Analisis Saham Cita Mineral Investindo (CITA) Q1 2026: Dividen Jumbo Rp351, WHW Menekan Laba — Beli Sebelum Kamis?h1
Tanggal Analisis: 18 Mei 2026
Harga Acuan: Rp3.800 (penutupan 18 Mei 2026, +8,88% intraday)
Kurs Acuan: ~Rp16.400/USD
1. Ringkasan Eksekutif & Ratingh2
CITA adalah salah satu emiten tambang dengan neraca terkuat di IDX: zero debt, net cash Rp1,517 triliun, Altman Z-Score 28,83, dan ROE 18,26%. Di Rp3.800, saham ini menawarkan dividend yield 9,24% dari dividen Rp351 per saham yang akan dibayarkan 17 Juni 2026 — dengan cum dividen di pasar reguler pada 22 Mei 2026, empat hari dari sekarang.

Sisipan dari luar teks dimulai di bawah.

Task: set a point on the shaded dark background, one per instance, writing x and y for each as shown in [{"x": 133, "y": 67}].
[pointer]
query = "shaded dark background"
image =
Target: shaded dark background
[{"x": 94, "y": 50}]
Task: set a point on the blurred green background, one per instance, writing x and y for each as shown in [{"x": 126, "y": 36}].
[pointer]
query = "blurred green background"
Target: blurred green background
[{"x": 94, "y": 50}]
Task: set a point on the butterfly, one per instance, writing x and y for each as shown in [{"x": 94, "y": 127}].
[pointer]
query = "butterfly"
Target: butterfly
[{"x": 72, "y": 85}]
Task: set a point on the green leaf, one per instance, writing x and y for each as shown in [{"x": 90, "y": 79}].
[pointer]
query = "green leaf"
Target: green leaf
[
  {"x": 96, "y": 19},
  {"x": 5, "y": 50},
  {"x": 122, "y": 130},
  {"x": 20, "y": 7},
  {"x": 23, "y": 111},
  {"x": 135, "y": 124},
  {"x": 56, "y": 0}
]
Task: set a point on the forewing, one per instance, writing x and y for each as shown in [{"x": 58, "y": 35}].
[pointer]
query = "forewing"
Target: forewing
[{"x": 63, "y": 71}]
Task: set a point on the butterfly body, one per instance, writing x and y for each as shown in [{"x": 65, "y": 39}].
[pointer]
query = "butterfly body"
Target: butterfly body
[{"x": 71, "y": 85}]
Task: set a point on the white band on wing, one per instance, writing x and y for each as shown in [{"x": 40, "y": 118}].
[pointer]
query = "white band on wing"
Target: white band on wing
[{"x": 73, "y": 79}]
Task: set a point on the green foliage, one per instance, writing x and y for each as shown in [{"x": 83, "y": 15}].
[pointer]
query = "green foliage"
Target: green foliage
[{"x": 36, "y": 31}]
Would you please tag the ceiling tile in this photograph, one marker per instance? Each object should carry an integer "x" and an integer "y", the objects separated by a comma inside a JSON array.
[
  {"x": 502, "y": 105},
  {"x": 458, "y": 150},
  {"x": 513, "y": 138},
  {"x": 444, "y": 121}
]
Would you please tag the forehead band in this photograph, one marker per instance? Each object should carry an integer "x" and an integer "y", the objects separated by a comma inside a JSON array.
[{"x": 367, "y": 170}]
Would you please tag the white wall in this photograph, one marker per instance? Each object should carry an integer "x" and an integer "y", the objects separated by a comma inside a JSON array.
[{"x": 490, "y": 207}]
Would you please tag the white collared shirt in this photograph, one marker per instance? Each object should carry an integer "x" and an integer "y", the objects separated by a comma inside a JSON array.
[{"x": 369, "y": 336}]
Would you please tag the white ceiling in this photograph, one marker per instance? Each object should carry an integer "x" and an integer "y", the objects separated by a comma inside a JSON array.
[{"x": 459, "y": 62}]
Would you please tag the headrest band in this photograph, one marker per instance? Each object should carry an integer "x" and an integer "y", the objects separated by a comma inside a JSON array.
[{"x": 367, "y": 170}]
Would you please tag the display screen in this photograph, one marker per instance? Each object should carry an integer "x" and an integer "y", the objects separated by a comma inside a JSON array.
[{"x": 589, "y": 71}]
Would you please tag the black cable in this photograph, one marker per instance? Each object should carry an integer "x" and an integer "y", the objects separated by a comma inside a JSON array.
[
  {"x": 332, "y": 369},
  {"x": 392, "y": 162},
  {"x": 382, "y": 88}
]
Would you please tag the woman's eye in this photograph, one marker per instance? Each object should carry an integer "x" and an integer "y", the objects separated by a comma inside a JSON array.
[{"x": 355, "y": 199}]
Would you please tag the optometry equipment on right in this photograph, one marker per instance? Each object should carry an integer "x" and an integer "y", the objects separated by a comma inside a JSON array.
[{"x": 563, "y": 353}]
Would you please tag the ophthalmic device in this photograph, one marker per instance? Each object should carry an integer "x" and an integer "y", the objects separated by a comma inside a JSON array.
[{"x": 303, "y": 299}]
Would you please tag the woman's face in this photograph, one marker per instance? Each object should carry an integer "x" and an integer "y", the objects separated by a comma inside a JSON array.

Yang perlu menjadi perhatian: laba bersih Q1 2026 ambruk 72,09% YoY ke Rp288 miliar. Ini bukan penurunan operasional biasa — ini cerminan normalisasi tajam kontribusi ekuitas dari PT Well Harvest Winning Alumina Refinery (WHW), entitas asosiasi yang menjadi mesin utama profitabilitas CITA. Harga alumina global yang terkoreksi ke sekitar USD300 per ton sepanjang 2025 dan awal 2026 memukul margin WHW, dan efeknya langsung terasa ke laba konsolidasi CITA.
Teknikal menunjukkan momentum pemulihan dini: MACD histogram bergerak positif (+63,79), RSI 14 menembus 50, dan harga sudah merebut kembali MA10 (Rp3.505). Namun MA100 (Rp4.536) dan MA200 (Rp4.311) masih jauh di atas — jalan ke recovery penuh masih panjang.
Rating:
- ACCUMULATE di Rp3.500–3.800 bagi investor dividend-income dengan horizon 12–24 bulan. Dividen Rp351 yang didukung saldo laba ditahan Rp7,05 triliun memberikan margin of safety yang nyata.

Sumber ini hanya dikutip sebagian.